Lately I have had insomnia (again). I mean I always liked not sleeping at night, guess I just liked the quiteness and tranquil aspect about it.
Yet too much crazy things are happening in my life. Do you guys ever feel like that? How reality seems stranger than fiction, and not at all how like it used to be when you were a kid. I think I am going insane, or maybe I already am…
I don’t know why crazy things are always happening in my life. It’s more than just a coincidence. Like how my life panned out. It goes all the way to my grandfather, my father, things happening here. My experiences, the people I met. Everything.
It’s funny though, I really want someone I can talk to who can understand me, yet most people probably won’t, and if they do. I am not exactly sure if they’re going to be good to know and befriend. I know it seems vague, but I am not sure if I am ready to come out with it online. It is a long story, and some of it is personal.
I don’t know what to do… Does anyone else feel like this?
6 comments
I feel the same about night sometimes.
I think a lot of people would understand you.
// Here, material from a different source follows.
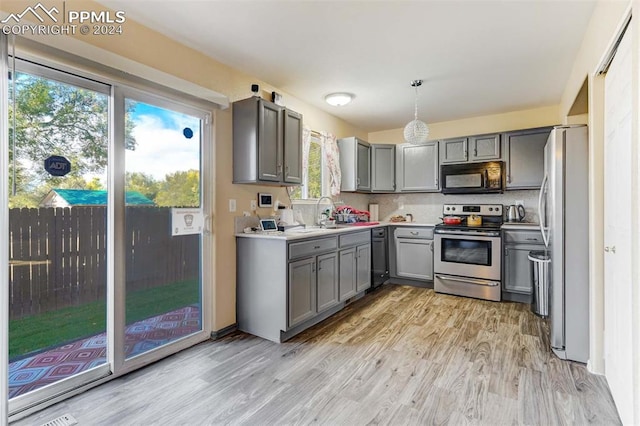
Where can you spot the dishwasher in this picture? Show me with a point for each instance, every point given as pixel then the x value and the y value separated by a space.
pixel 414 253
pixel 379 257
I don’t know what your story is, but I think it’s usually better to take that risk of getting to know people. Sometimes people aren’t how you thought and you’re not compatible, but you start to recognise when you should let people go, and it gets easier to do over time.
What crazy things are happening?
Hey Trix, I wish I can tell you, but I don’t exactly feel comfortable online… Yet I might do so if I really need to vent one of these days.
I am not sure, it’s not like I’ve always been a loner, but lately, yeah I don’t think people will understand. Or even if I open up, they don’t exactly know of the things I am talking about.
Even meeting girls is a pain, cause I think I might end up being not good for them, and they just might become sad because of me.
if you cant sleep at night try getting out and exercising. Walk until your tired or go to the gym or something then you will tire yourself out.
I used to work out, but after I crashed my car… Yeah now I don’t. It would be great if I could though.
I can really understand what you feel like and as Trix already mentioned, I guess many can do so. I feel practically everyday more or less insane and feel full of grief. I also always want to tell someone, but well, I just haven’t got any person I could tell it. So I also posted a part of my story online, and yeah it helped at least a bit, I guess. I would really recommend you telling someone and if there’s just no one you can imagine, then online is probably also a good way.
thx for your input Hope, I guess I will go out and come out with it online, as I really don’t have a person… Not right now though, maybe the next night when I feel like it.